The explosion occurred hours after the Turkish military shelled positions held by Kurdish militia inside Syria.
Turkey says its three-day-old operation in Syria — its biggest to date in its war-torn neighbor — is targeting both the Islamic State group and the Kurdish People’s Protection Units (YPG) militia leading the fight against the Islamic State in the area.
Ankara has labeled the YPG, which has links to Turkey’s outlawed PKK, as a terror group bent on carving out an autonomous Kurdish region in Syria near the Turkish border.
The blast in Cizre tore the facade off the four-story police headquarters, sending up clouds of thick black smoke. Adjacent buildings were also badly damaged.
The state-run Anadolu news agency said the bomb went off 50m away from the building at a control post.

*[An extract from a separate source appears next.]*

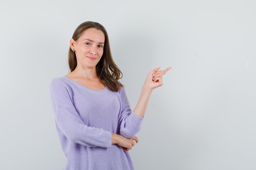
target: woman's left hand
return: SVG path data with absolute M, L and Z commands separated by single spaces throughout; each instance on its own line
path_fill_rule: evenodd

Cizre, a majority Kurdish town, has borne the brunt of renewed violence between the outlawed PKK and government forces since the collapse of a ceasefire last year.
Turkish security forces have been hit by near daily attacks by the PKK since the two-and-a-half year truce collapsed, leaving hundreds of police officers and soldiers dead. The latest bombing came at a critical moment, with hundreds of Turkish forces and dozens of tanks deployed inside Syria.
Turkish Prime Minister Binali Yidirim denounced as a “bare-faced lie” suggestions in Western media that the Syria operation was singling out Kurds.
“They either know nothing about the world, or else their job is to report a bare-faced lie,” Yildirim said.